Right on cue. Meanwhile, new tool to download for your browser shows that independent researchers at Stanford know where to put the protection: Spoofguard detects and warns against phishing, and PwdHash augments the password calculation to make each transmitted password site-dependent.
Good stuff guys! We need to induct you into the anti-fraud coffee room before you get swallowed up by the anti-borg of secret committees in smoke-filled rooms.
And in Korea is looking to legalise class-action suits in cases where small losses make it uneconomic for victims to punish negligent providers.
Much as I wonder if class action suits aren't a net loss to society and shouldn't be treated within the threat model rather than the security model, they do seem to be the only non-technical defence that suppliers will listen to. Such suits and others by regulators are filed against data providers (and losers), banks and Microsoft on various causes. Nobody has yet pinned one directly on phishing, but I give it a better than evens chance that it will be tried on the banks, and then on the software suppliers.

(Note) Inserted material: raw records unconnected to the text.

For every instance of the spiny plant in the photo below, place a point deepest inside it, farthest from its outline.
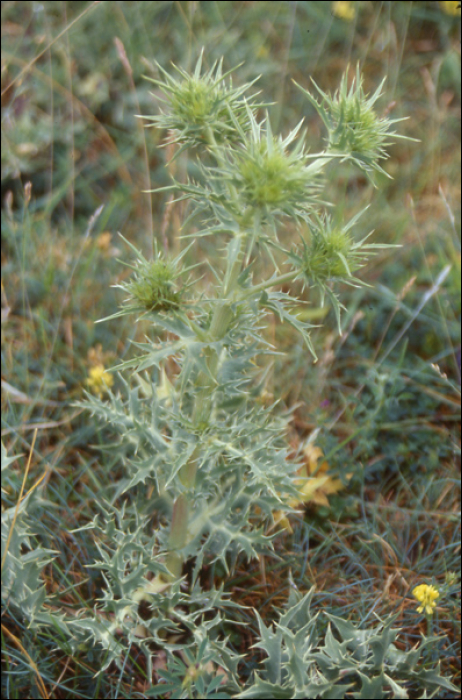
(206, 463)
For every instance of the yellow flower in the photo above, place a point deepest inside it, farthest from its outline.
(314, 486)
(426, 595)
(450, 8)
(99, 380)
(344, 10)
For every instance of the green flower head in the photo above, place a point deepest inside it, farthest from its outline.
(154, 285)
(200, 107)
(354, 128)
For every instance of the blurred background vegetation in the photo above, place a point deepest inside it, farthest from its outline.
(384, 397)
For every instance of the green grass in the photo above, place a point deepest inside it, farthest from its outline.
(385, 397)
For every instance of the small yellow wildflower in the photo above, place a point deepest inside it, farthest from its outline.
(426, 595)
(99, 380)
(344, 10)
(450, 8)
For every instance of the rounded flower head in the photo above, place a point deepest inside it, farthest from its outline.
(426, 595)
(154, 283)
(200, 108)
(272, 177)
(354, 127)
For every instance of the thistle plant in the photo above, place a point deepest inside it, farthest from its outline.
(206, 463)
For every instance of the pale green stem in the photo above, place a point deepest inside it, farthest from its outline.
(273, 282)
(221, 318)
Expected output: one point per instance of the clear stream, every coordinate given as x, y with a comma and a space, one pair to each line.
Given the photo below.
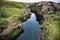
31, 29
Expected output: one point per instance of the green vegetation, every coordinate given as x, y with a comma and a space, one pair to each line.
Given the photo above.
15, 32
9, 14
53, 26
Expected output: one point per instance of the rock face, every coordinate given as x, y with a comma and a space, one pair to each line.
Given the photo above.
41, 8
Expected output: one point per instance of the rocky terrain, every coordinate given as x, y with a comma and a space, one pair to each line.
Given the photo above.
46, 13
41, 8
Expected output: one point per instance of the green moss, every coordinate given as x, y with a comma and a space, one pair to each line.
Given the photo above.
53, 27
16, 32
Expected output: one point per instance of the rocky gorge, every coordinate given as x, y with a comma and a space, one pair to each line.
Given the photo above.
46, 13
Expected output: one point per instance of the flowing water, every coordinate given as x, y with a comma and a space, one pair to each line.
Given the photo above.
31, 29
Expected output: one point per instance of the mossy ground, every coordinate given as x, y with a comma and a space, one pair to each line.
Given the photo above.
53, 27
13, 11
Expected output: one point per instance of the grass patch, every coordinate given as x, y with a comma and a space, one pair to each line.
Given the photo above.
15, 32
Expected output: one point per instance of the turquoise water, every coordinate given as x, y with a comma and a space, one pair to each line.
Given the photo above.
31, 29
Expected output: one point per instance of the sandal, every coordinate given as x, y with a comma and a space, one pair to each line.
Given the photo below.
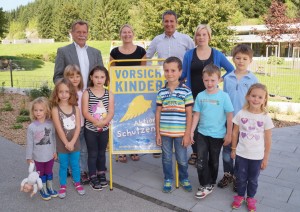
134, 157
122, 158
192, 160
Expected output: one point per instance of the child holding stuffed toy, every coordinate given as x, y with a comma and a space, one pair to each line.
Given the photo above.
41, 145
66, 119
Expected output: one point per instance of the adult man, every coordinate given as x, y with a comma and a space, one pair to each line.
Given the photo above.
86, 58
77, 53
170, 43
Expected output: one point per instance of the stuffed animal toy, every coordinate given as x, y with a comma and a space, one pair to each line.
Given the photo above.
33, 182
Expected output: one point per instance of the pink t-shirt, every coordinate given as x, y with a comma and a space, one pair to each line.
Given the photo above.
79, 94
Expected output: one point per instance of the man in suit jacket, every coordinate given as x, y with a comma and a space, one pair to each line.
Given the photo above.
77, 53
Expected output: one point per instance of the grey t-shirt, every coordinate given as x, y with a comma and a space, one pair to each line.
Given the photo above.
41, 142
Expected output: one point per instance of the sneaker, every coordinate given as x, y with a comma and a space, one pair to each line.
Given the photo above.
203, 192
237, 202
95, 184
102, 179
167, 186
156, 155
79, 188
186, 185
84, 178
226, 180
62, 192
69, 173
251, 204
234, 187
45, 195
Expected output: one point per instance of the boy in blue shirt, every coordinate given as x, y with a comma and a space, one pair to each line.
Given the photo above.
173, 120
212, 110
236, 84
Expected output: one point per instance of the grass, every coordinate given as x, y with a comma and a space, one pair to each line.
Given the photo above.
38, 72
282, 80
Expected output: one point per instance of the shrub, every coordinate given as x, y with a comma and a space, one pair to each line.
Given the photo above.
44, 90
7, 107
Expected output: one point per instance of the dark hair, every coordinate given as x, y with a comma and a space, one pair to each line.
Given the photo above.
211, 69
73, 94
80, 22
174, 60
99, 68
244, 49
169, 12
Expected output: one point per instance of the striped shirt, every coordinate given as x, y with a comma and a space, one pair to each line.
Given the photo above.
173, 113
98, 108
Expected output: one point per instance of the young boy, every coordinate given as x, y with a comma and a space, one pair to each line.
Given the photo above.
173, 120
212, 110
236, 84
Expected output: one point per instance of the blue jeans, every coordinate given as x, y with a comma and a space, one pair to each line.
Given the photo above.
96, 143
227, 160
64, 160
83, 152
180, 154
247, 176
208, 152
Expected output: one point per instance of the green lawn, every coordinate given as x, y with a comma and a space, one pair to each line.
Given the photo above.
282, 80
37, 72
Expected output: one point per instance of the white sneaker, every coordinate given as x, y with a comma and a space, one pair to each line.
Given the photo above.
203, 192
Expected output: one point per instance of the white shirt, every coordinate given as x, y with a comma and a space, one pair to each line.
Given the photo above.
84, 63
252, 130
165, 46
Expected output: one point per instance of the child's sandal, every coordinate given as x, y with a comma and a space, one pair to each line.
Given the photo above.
62, 192
122, 158
79, 188
193, 159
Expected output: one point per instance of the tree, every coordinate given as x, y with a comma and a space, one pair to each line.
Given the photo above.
254, 8
45, 21
148, 21
65, 14
3, 23
277, 22
109, 16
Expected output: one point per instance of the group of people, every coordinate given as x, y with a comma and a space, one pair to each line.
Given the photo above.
191, 110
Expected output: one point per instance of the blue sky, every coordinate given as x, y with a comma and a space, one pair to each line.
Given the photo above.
8, 5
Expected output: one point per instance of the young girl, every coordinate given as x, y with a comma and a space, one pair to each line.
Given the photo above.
72, 72
66, 118
98, 110
253, 125
41, 144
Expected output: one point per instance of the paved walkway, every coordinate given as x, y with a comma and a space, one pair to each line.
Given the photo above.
138, 184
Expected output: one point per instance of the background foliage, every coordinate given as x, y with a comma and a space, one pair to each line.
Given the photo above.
53, 18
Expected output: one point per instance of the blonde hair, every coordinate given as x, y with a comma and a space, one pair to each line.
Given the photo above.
70, 71
126, 25
257, 86
73, 94
43, 101
203, 26
211, 69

Although it is hard to decipher, a new report from IBM reports that spam is down from 83% of all email to 67% in June. That's the "good news." The bad news is that it's almost certainly because phishing and viruses have skyrocketed even this year, with IBM reporting that phishing has now reached around 20% and viruses around 4% of all email. The article is ridiculously muddled in its use of numbers, but I make that around a 91% garbage rate in email.
This to my mind confirms predictions made here that phishing is still the #1 threat to email (by value!), browsing and Internet commerce; viruses are now economically being driven by phishing; and email is dying under the one-two punch of spam and phishing.
Is phishing and related fraud becoming the #1 threat to the net, or is it already there?